In a church culture where cliches, cool quips, and candor are the currency, silence is most often seen as only deficiency. Add in a passion for theology, a thirst to see people grow in Christ, and a sprinkle of immaturity and the problem multiplies. Silence isn’t golden.

Except sometimes it is.

1 Corinthians 2:2-7 reads:

For I decided to know nothing among you except Jesus Christ and him crucified. And I was with you in weakness and in fear and much trembling, and my speech and my message were not in plausible words of wisdom, but in demonstration of the Spirit and of power, so that your faith might not rest in the wisdom of men but in the power of God. Yet among the mature we do impart wisdom, although it is not a wisdom of this age or of the rulers of this age, who are doomed to pass away. But we impart a secret and hidden wisdom of God, which God decreed before the ages for our glory.

Paul doesn’t represent the quivering silence of cowardice here. Rather, he represents the silence of wisdom. To the unwise, he is silent on lofty matters. To the childish, he delivers food for children. He doesn’t choke them on big thoughts and force feed them epistemology. No– Paul is like the true shepherd Jesus. He gives the children that pure spiritual milk of Jesus. And like Jesus, he does so with humility. It’s with “fear and trembling” that Paul delivers to his people the word of God.

And yet, weak as he was, there was power in it. There was power that comes from God, “the demonstration of the Spirit”. Paul didn’t withhold wisdom from the wise (1 Corinthians 2:7), but he didn’t impose it on the unwise. Rather, he gave them what they needed: Christ and him crucified.

Have you ever been in a Bible study where you dominated the conversation? Have you ever gone home and thought, “I wish I had said less”? Worse yet, have you ever thought, “I wish others had said more?” Many of us who are pastors and ministers of various kinds fail in this way. In my life I have often failed to nourish those who are children in the faith. I have often run off at the mouth like I was giving a theological treatise. I have often told long stories about God working in my life that built myself up but didn’t build others up much at all.

What hope is there for those of us who struggle like that? What can we do?

Trust in God. A friend of mine taught me to go to a Bible study saying this to myself: “I am not the Holy Spirit.” When you know that you aren’t the Holy Spirit, you know that God doesn’t need you to speak for others to learn. When you know that you aren’t the Holy Spirit, you can begin to trust the Holy Spirit to teach others.

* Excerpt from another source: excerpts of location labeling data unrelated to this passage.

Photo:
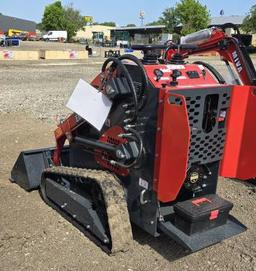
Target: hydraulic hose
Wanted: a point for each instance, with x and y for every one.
(119, 63)
(217, 75)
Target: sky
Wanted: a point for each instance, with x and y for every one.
(120, 11)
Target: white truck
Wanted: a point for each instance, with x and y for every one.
(56, 36)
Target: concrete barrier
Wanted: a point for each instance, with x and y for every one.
(19, 55)
(63, 55)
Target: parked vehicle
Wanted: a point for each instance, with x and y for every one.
(56, 36)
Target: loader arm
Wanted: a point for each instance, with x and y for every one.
(229, 48)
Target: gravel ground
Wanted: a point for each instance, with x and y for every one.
(34, 237)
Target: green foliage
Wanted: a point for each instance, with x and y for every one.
(169, 19)
(192, 15)
(112, 24)
(57, 17)
(189, 14)
(73, 21)
(249, 23)
(54, 17)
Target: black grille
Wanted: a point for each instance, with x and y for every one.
(205, 147)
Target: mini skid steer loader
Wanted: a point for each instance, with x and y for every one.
(155, 163)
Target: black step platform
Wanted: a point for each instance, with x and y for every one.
(205, 239)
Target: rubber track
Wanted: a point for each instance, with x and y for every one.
(115, 202)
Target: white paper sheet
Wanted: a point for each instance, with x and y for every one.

That’s not to say that you won’t say anything. The Holy Spirit of God does not produce cowardice or a spirit of fear that we may say too much. But the fruit of the Spirit is self-control. When we trust the Spirit and love our neighbor, we see what Paul taught the Corinthians: what is best for the church isnot that everyone always exercises their gifts whenever they feel like, even if those gifts are teaching or prophecy.

So, let’s be humble. Let’s work hard to see our small groups and discipleship with young believers thrive. And let’s relinquish our pride and trust the Spirit to point to Christ. He will teach us what to say.